Avec toutes sortes de précautions, il l’appliqua à l’endroit qu’il occupait antérieurement. Horreur ! le nez n’adhérait pas !… Il le porta à sa bouche, le réchauffa légèrement avec son haleine et de nouveau le plaça sur l’espace uni qui se trouvait entre les deux joues ; mais le nez ne tenait pas.

– Voyons, va donc, imbécile ! lui disait-il.

Mais le nez semblait être de bois, et retombait sur la table avec un bruit étrange, comme si c’eût été un bouchon. La face du major se convulsa.

– Est-il possible qu’il n’adhère pas ? se disait-il, plein de frayeur. Mais il avait beau l’ajuster à la place qui était pourtant la sienne, tous ses efforts restaient vains.

Il appela Ivan et l’envoya chercher le médecin, qui occupait dans la même maison le plus bel appartement. Ce médecin était un homme de belle prestance, qui possédait de magnifiques favoris d’un noir de goudron, une femme jeune et bien portante, mangeait le matin des pommes fraîches, et tenait sa bouche dans une propreté extrême, se la rinçant chaque matin trois quarts d’heure durant, et se nettoyant les dents avec cinq espèces différentes de brosses. Le médecin vint immédiatement. Après avoir demandé au major depuis quand ce malheur lui était arrivé, il souleva son menton et lui donna une pichenette avec le pouce, juste à l’endroit qu’occupait autrefois le nez, de sorte que le major rejeta la tête en arrière avec une telle force que sa nuque alla frapper contre la muraille. Le médecin lui dit que ce n’était rien ; il l’invita à se reculer quelque peu du mur, puis, lui faisant plier la tête à droite, tâta l’emplacement du nez et poussa un « hum ! » significatif ; après quoi, il lui fit plier la tête à gauche, poussa encore un « hum !» et, en dernier lieu, lui donna de nouveau une chiquenaude avec son pouce, si bien que le major Kovaliov sursauta comme un cheval dont on examinerait les dents. Après cette épreuve, le médecin secoua la tête et dit :

– Non, cela ne se peut pas. Restez plutôt tel quel, parce qu’il vous arriverait pis peut-être. Certes, on peut le remettre tout de suite, mais je vous assure que le remède serait pire que le mal.

– Voilà qui est bien ! Comment donc rester sans nez ? fit Kovaliov ; il n’y a rien de pire que cela. Où puis-je me montrer avec un aspect aussi vilain ?… Je fréquente la bonne compagnie, aujourd’hui je suis encore invité à deux soirées. Je connais beaucoup de dames : la femme du conseiller d’État Mme Tchektyriev, Mme Podtotchina, femme d’officier supérieur, – quoique, après ses agissements, je ne veuille plus avoir affaire à elle autrement que par l’entremise de la police… Je vous en prie, continua Kovaliov, d’un ton suppliant, trouvez un moyen quelconque, remettez-le d’une façon ou d’une autre ; que ce ne soit même pas tout à fait bien, pourvu que cela tienne, je pourrai même le soutenir un peu avec ma main, dans les cas dangereux. D’ailleurs, je ne danse même pas, de sorte que je ne risque pas de lui causer aucun dommage par quelque mouvement imprudent. Quant à vos honoraires, soyez sans crainte, tout ce qui sera dans la mesure de mes moyens…

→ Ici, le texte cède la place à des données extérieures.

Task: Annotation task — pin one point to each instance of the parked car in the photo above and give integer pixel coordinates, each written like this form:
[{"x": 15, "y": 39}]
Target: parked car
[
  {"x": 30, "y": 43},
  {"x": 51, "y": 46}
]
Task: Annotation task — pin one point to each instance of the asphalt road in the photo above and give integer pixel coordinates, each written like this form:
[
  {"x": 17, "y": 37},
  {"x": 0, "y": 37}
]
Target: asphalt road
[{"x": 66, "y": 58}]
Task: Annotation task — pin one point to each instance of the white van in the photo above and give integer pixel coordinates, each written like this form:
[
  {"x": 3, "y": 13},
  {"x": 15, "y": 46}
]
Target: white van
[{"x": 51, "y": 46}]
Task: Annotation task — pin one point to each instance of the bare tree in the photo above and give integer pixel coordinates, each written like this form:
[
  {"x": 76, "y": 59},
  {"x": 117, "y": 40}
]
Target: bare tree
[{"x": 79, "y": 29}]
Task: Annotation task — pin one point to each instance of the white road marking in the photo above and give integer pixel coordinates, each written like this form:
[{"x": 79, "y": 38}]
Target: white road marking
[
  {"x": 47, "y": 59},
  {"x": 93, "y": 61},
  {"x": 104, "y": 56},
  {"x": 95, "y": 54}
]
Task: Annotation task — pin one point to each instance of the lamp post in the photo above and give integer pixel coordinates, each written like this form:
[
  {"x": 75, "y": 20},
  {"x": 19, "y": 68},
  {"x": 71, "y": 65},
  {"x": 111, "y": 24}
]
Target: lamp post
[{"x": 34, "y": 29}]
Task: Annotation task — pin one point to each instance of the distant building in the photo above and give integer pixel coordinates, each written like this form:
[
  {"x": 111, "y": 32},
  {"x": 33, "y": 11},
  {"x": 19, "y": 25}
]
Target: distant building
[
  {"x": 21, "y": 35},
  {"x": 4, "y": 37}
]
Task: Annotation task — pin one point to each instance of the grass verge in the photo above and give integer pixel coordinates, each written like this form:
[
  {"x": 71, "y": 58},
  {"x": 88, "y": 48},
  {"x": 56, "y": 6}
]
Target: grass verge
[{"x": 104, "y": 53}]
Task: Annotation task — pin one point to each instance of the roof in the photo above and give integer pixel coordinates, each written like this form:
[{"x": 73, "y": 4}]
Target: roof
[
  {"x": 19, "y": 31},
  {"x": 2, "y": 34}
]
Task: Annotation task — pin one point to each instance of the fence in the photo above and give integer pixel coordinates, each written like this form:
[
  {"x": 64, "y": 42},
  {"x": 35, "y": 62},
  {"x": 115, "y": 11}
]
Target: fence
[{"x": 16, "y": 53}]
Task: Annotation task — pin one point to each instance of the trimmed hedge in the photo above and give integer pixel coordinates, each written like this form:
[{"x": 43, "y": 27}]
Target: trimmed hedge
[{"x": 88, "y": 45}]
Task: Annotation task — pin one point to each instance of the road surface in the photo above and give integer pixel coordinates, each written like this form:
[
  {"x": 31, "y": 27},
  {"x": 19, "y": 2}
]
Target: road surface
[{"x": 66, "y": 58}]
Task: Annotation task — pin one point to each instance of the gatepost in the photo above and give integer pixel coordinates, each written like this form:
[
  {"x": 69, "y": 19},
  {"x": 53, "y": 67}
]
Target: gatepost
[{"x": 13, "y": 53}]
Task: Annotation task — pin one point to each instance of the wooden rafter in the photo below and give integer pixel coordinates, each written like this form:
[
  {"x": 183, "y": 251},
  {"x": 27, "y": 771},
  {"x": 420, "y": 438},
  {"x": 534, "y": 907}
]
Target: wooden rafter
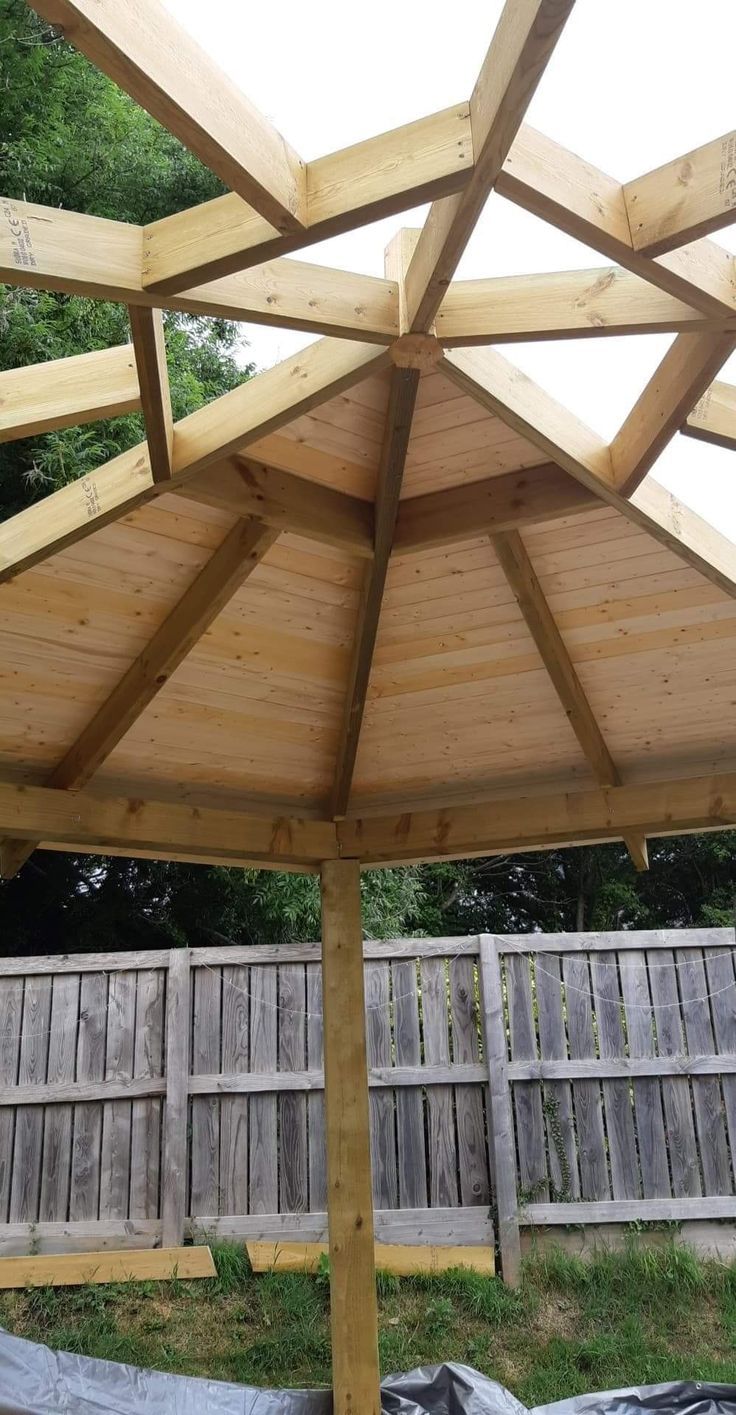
[
  {"x": 518, "y": 569},
  {"x": 380, "y": 177},
  {"x": 147, "y": 328},
  {"x": 402, "y": 396},
  {"x": 583, "y": 201},
  {"x": 249, "y": 412},
  {"x": 166, "y": 829},
  {"x": 714, "y": 418},
  {"x": 140, "y": 45},
  {"x": 565, "y": 304},
  {"x": 507, "y": 392},
  {"x": 521, "y": 47},
  {"x": 50, "y": 249},
  {"x": 539, "y": 822},
  {"x": 682, "y": 377},
  {"x": 221, "y": 578},
  {"x": 68, "y": 391},
  {"x": 687, "y": 198}
]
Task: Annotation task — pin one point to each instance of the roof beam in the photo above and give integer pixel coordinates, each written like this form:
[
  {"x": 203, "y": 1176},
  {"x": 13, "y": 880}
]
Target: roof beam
[
  {"x": 518, "y": 569},
  {"x": 147, "y": 328},
  {"x": 221, "y": 578},
  {"x": 67, "y": 391},
  {"x": 506, "y": 391},
  {"x": 542, "y": 822},
  {"x": 169, "y": 829},
  {"x": 559, "y": 187},
  {"x": 50, "y": 249},
  {"x": 714, "y": 418},
  {"x": 378, "y": 177},
  {"x": 521, "y": 47},
  {"x": 288, "y": 503},
  {"x": 685, "y": 198},
  {"x": 402, "y": 396},
  {"x": 246, "y": 413},
  {"x": 564, "y": 304},
  {"x": 506, "y": 503},
  {"x": 678, "y": 382},
  {"x": 142, "y": 47}
]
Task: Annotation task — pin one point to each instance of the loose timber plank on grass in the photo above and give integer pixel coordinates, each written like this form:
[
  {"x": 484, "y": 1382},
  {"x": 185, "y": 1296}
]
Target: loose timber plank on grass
[{"x": 123, "y": 1265}]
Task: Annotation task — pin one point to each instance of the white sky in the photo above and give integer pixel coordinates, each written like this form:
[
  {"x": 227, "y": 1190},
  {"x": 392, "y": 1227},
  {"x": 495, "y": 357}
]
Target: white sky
[{"x": 630, "y": 85}]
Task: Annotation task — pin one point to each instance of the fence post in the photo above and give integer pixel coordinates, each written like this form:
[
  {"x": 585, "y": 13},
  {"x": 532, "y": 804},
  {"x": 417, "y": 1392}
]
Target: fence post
[
  {"x": 177, "y": 1091},
  {"x": 501, "y": 1118}
]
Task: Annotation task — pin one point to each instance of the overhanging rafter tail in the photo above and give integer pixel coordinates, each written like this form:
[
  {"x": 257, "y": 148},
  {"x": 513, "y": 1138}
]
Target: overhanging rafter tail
[
  {"x": 143, "y": 48},
  {"x": 682, "y": 377},
  {"x": 256, "y": 408},
  {"x": 506, "y": 391},
  {"x": 521, "y": 47},
  {"x": 521, "y": 576},
  {"x": 401, "y": 403},
  {"x": 98, "y": 258},
  {"x": 583, "y": 201},
  {"x": 217, "y": 582}
]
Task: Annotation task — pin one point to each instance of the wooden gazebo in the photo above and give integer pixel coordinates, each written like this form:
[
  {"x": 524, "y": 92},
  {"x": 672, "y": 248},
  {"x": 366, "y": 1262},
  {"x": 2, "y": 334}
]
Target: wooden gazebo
[{"x": 385, "y": 602}]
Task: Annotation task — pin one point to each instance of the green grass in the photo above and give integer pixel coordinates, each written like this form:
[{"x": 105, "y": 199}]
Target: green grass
[{"x": 626, "y": 1319}]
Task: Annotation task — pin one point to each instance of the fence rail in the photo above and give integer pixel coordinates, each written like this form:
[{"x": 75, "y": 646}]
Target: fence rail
[{"x": 545, "y": 1080}]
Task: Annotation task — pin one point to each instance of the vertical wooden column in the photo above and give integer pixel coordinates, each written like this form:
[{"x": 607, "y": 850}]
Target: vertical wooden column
[
  {"x": 177, "y": 1093},
  {"x": 353, "y": 1302},
  {"x": 500, "y": 1110}
]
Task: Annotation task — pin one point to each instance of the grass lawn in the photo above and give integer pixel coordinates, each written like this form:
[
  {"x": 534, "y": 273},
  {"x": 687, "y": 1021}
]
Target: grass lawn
[{"x": 626, "y": 1319}]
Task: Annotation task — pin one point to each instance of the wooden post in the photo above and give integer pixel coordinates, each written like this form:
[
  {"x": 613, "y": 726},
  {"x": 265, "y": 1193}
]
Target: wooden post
[
  {"x": 177, "y": 1090},
  {"x": 353, "y": 1302},
  {"x": 504, "y": 1151}
]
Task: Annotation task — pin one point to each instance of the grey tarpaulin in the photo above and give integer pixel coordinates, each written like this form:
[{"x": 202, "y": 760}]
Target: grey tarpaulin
[{"x": 38, "y": 1381}]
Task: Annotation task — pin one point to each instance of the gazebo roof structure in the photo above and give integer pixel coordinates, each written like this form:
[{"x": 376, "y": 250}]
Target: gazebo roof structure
[{"x": 387, "y": 600}]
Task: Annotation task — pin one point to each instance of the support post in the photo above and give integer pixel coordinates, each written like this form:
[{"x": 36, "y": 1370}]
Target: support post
[
  {"x": 350, "y": 1211},
  {"x": 177, "y": 1090},
  {"x": 504, "y": 1151}
]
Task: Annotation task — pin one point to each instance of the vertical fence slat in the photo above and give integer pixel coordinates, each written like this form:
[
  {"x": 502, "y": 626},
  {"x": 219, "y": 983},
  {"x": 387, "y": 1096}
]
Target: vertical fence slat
[
  {"x": 472, "y": 1148},
  {"x": 647, "y": 1095},
  {"x": 58, "y": 1118},
  {"x": 675, "y": 1090},
  {"x": 26, "y": 1187},
  {"x": 616, "y": 1094},
  {"x": 10, "y": 1026},
  {"x": 204, "y": 1149},
  {"x": 527, "y": 1094},
  {"x": 412, "y": 1162},
  {"x": 84, "y": 1193},
  {"x": 721, "y": 985},
  {"x": 177, "y": 1094},
  {"x": 146, "y": 1114},
  {"x": 705, "y": 1088},
  {"x": 262, "y": 1111},
  {"x": 500, "y": 1110},
  {"x": 442, "y": 1148},
  {"x": 115, "y": 1168},
  {"x": 558, "y": 1094},
  {"x": 292, "y": 1105},
  {"x": 234, "y": 1108},
  {"x": 317, "y": 1142},
  {"x": 381, "y": 1101},
  {"x": 585, "y": 1094}
]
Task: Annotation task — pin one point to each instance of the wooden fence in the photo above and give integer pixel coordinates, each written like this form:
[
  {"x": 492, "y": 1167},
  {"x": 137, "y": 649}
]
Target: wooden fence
[{"x": 556, "y": 1080}]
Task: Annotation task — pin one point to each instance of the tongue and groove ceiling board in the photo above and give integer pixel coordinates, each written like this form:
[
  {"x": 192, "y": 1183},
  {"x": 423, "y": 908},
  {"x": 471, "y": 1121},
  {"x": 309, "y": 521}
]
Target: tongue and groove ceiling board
[{"x": 552, "y": 621}]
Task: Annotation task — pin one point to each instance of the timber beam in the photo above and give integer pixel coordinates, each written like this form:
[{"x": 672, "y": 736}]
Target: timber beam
[
  {"x": 714, "y": 418},
  {"x": 542, "y": 822}
]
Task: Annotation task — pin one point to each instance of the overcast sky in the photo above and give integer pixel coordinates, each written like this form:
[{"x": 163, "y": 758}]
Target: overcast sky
[{"x": 630, "y": 85}]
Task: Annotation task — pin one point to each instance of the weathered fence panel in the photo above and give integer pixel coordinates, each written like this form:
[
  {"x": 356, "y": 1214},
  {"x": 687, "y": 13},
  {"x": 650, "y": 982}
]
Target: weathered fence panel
[{"x": 552, "y": 1080}]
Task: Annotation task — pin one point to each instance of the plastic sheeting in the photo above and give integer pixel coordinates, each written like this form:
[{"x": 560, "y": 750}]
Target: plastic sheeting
[{"x": 38, "y": 1381}]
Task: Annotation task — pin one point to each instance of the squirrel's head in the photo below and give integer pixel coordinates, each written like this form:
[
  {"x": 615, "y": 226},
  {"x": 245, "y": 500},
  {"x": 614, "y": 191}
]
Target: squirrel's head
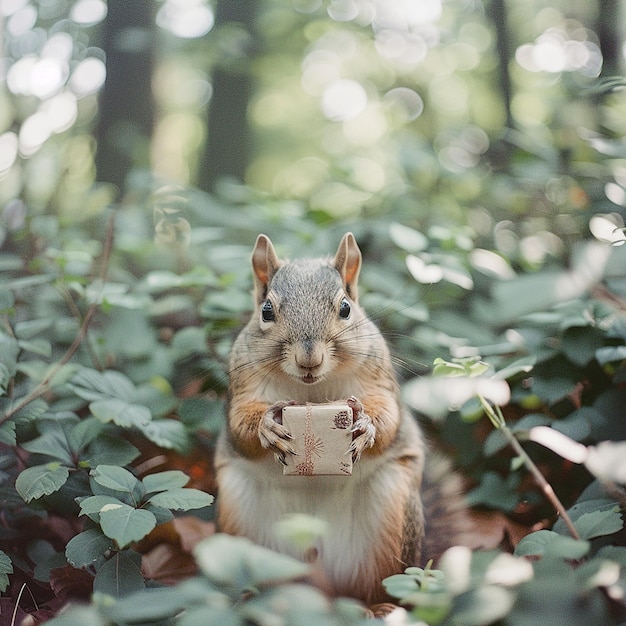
[{"x": 308, "y": 308}]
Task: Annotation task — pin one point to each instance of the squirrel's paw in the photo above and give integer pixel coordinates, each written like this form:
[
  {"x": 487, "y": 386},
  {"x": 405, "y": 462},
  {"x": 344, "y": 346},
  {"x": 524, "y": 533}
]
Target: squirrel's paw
[
  {"x": 363, "y": 429},
  {"x": 273, "y": 434}
]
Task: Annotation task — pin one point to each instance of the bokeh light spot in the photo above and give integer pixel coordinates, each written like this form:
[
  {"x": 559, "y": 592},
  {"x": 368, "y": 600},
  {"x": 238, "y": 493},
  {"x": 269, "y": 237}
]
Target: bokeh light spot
[{"x": 344, "y": 99}]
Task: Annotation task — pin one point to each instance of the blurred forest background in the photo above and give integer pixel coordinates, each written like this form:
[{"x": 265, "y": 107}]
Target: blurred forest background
[
  {"x": 501, "y": 116},
  {"x": 477, "y": 149}
]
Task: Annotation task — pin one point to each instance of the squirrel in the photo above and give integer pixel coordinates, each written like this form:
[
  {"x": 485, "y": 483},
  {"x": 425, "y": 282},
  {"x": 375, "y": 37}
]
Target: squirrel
[{"x": 309, "y": 341}]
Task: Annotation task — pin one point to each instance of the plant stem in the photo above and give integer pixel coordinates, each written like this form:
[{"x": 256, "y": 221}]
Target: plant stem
[
  {"x": 546, "y": 487},
  {"x": 497, "y": 419},
  {"x": 43, "y": 385}
]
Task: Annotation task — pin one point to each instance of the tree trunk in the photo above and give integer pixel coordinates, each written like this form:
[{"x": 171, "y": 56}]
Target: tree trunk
[
  {"x": 228, "y": 147},
  {"x": 125, "y": 123}
]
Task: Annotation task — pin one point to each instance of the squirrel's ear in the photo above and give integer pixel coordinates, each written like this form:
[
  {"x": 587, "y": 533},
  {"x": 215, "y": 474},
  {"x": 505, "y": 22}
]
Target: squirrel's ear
[
  {"x": 264, "y": 264},
  {"x": 348, "y": 263}
]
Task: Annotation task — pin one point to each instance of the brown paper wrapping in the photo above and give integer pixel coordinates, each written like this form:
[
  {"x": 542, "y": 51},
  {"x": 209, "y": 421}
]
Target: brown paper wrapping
[{"x": 321, "y": 438}]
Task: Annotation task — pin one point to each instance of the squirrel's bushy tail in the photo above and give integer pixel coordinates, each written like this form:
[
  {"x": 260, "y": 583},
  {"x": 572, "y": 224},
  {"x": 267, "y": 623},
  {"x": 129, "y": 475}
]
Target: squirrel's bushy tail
[{"x": 447, "y": 521}]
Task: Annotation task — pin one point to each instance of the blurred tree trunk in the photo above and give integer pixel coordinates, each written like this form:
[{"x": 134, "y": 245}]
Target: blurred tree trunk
[
  {"x": 126, "y": 106},
  {"x": 609, "y": 28},
  {"x": 498, "y": 15},
  {"x": 228, "y": 147}
]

– Croyez-moi, fit le docteur d’une voix ni haute ni basse, mais très douce et comme magnétique, je ne traite jamais par amour du gain. C’est contraire à mes principes et à mon art. J’accepte, il est vrai, des honoraires, mais seulement afin de ne pas blesser, par mon refus, les malades qui ont recours à moi. Certes, j’aurais pu remettre votre nez, mais je vous assure, sur l’honneur, si vous ne voulez pas croire à ma simple parole, que ce sera bien pis. Laissez plutôt faire la nature elle-même. Lavez souvent la place avec de l’eau froide et je vous assure que, sans nez, vous vous porterez tout aussi bien que si vous l’aviez. Et quant au nez lui-même, je vous conseille de le mettre dans un flacon rempli d’alcool ou, ce qui vaut encore mieux, de vinaigre chauffé, mêlé à deux cuillerées d’eau régale, et alors vous pourrez le vendre encore à un bon prix. Moi-même je vous le prendrais bien, pourvu que vous n’en demandiez pas trop cher.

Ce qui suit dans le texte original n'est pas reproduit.